The role of mitochondria in ferroptosis

Mitochondria is the energy provider of the cell and has long been considered to be closely related to the programmed cell death process.37 Nonetheless, the role of mitochondria in ferroptosis remains highly controversial. Dixon's work showed that ferroptosis could occur in cells lacking a functional mitochondrial electron transport chain (ETC) in HT‐1080 cells. However, Gao et al showed that depletion of the mitochondria through parkin‐mediated mitophagy dramatically decreased the sensitivity of cells to cysteine deprivation‐induced ferroptosis as mentioned above. Inhibition of mitochondrial TCA cycle or electron transport chain attenuates cysteine deprivation‐induced ferroptosis (Figure 1). Despite glutaminolysis and the TCA cycle in the mitochondria, mitochondrial lipids seem also to be important sources for lipid peroxides production during ferroptosis. However, they showed that mitochondria only played a role in cysteine deprivation‐induced ferroptosis, but not GPX4 inhibition‐induced ferroptosis. This is possibly because the mitochondria function upstream of GPX4 to promote the exhaustion of GSH under cysteine deprivation conditions (Figure 1).22 The important roles of mitochondria in ferroptosis regulation were also confirmed in cardiomyocytes. In the doxorubicin‐induced myocardial ferroptosis, lipid peroxidation and non‐haem iron were specifically increased in the mitochondria, but not in the cytoplasm.38 What's more, mitochondrial fatty acid metabolism genes including citrate synthase (CS) and acyl‐CoA synthetase family member 2 (ACSF2) are possibly required for erastin‐induced ferroptosis. (Figure 1).1 All these findings link the mitochondria closely with ferroptosis induction. Opposite results on the roles of mitochondria in ferroptosis may be due to the different methods for cell death measurement. The cell respiration assays may not be suitable for the study of the role of mitochondria in ferroptosis as manipulation of mitochondrial function may impact the outcome of these assays.22

The role of lysosomes in ferroptosis

Lysosomes also play a role in ferroptosis induction. The lysosome is the major cellular ROS resource in erastin‐ or RSL3‐induced ferroptosis in HT1080 cells as detected by the fluorescence ROS sensors (Figure 1).
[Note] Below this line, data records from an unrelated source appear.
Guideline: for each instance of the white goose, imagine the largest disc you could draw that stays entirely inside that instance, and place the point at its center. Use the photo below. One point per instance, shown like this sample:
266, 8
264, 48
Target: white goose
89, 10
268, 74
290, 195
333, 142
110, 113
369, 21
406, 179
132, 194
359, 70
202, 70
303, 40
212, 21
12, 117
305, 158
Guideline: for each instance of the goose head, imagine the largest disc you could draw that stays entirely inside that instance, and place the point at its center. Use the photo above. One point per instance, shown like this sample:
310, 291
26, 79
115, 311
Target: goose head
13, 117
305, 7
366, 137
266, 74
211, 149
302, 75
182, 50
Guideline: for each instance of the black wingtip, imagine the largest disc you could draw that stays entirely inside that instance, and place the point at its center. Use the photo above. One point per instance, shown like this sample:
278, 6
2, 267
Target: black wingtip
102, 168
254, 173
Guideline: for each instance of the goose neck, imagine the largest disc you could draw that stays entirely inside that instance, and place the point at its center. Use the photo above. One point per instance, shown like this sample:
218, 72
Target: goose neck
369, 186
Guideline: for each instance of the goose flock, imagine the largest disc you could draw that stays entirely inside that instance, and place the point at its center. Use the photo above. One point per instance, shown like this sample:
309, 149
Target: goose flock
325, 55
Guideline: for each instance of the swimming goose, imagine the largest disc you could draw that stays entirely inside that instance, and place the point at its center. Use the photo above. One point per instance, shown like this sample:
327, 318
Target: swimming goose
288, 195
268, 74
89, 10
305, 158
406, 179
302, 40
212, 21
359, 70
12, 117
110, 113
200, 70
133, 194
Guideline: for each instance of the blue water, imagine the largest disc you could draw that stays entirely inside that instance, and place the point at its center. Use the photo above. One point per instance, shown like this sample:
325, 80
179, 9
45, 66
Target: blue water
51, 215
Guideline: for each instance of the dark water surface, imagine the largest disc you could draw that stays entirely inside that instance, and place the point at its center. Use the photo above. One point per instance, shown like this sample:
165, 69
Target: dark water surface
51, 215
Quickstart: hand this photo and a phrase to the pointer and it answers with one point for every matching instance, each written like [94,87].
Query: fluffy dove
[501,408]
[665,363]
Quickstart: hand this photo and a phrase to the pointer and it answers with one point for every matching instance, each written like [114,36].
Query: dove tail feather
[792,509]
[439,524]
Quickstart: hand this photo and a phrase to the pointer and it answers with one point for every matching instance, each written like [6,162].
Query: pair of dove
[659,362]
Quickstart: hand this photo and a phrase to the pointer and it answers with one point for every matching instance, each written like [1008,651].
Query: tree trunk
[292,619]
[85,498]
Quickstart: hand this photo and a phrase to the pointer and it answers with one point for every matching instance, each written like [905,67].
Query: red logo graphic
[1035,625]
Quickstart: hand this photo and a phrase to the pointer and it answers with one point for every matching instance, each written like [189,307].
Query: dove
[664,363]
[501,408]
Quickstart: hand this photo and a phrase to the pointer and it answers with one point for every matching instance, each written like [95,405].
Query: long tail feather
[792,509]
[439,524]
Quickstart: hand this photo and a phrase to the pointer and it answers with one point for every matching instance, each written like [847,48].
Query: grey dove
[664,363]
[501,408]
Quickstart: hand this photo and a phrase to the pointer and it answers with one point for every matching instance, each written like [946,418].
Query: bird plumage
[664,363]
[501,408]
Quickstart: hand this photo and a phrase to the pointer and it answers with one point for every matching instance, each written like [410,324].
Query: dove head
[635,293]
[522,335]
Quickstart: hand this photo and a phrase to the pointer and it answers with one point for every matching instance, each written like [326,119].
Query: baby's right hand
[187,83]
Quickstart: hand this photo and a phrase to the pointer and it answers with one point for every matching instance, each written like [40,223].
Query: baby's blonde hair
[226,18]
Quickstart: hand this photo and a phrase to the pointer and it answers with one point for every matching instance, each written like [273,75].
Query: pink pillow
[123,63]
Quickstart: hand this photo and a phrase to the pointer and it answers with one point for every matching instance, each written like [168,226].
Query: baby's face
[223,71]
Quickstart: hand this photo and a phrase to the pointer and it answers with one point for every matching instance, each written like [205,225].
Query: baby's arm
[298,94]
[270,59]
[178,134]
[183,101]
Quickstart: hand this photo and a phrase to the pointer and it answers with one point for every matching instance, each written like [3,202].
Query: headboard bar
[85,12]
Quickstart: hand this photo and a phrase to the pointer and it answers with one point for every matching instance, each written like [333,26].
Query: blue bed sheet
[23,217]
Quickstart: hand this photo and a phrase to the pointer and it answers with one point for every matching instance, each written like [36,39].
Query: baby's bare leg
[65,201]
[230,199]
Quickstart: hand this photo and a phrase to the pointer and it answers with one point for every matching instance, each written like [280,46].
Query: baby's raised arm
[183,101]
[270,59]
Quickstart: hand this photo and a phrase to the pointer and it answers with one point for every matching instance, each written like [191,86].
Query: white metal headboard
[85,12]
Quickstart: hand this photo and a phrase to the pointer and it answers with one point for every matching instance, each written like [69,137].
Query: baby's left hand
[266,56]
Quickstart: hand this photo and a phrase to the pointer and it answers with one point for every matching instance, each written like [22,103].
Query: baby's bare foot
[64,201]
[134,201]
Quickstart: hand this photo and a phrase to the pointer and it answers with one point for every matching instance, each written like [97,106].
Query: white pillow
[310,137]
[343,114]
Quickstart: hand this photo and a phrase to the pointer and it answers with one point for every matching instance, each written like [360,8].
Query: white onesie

Furthermore, the inhibitors of lysosome activity could prevent both the lysosomal ROS and a ferroptotic cell death‐associated ROS burst.39 Lysosome activity influences the intracellular iron provision by attenuating intracellular transport of transferrin or autophagic degradation of ferritin (Figure 1).40 The importance of the lysosome in ferroptosis has also been confirmed by another study from Gao et al They found that inhibition of lysosome cathepsin B, a cysteine proteinase, decreased the sensitivity of cells to erastin‐induced ferroptosis. STAT3 is involved in ferroptosis by regulating the expression of cathepsin B in human pancreatic ductal adenocarcinoma (PDAC) cell lines (Figure 1).41 A recent study recognized ferroptosis as an autophagic cell death which further reveals the important roles of lysosome in ferroptosis as lysosome is the major organelle for autophagic degradation of protein aggregates.42, 43, 44 Inhibition of autophagy by ATG13 and ATG3 knockdown greatly reduced cysteine deprivation‐induced ferroptosis.39 Autophagy may function to promote the ROS production and subsequent accumulation of lipid peroxides. Degradation of ferritin through NCOA4‐mediated ferritinophagy will release the iron for ferroptosis induction (Figure 1). NCOA4 knockdown decreases the ferritinophagy and leads to the unavailability of free iron, which abrogates the accumulation of ROS and decreases the ferroptosis induction.45 However, there is still lack of evidence to demonstrate ferroptosis as a direct consequence of autophagy.

ER in ferroptosis

Endoplasmic reticulum stress is induced under various pathological conditions and is closely related to the cell death process. The ER stress responsive genes promote the apoptosis or autophagy process.46, 47 Erastin can also induce ER stress and up‐regulates ER stress responsive genes.5, 48, 49 The eif2α‐ATF4 branch is the major signalling pathway activated by ferroptotic reagents (Figure 1). CHAC 1 is the downstream of ATF4 and demonstrated to promote the degradation of GSH and the subsequent ferroptosis (Figure 1).5, 50 PUMA is another downstream of ATF4 and is also up‐regulated during the ER stress induced by the ferroptotic reagents, artemisinins (ART). However, PUMA activation will induce apoptotic cell death under the treatment of ferroptotic agents. What's more, knockout of PUMA did not reduce cell death by ART treatment alone. Only in combination treatment of ART and an apoptosis‐inducing ligand, TRAIL, did knockout of PUMA reduce cell death. So, the role of PUMA in ferroptosis is still elusive (Figure 1). Evidence showed that the ER stress induced by the ferroptotic reagents cannot be relieved through the inhibition of lipid peroxides by the Fer‐1 and Lip‐1.49 There is still little evidence to demonstrate the direct role of ER stress responsive genes in ferroptosis regulation.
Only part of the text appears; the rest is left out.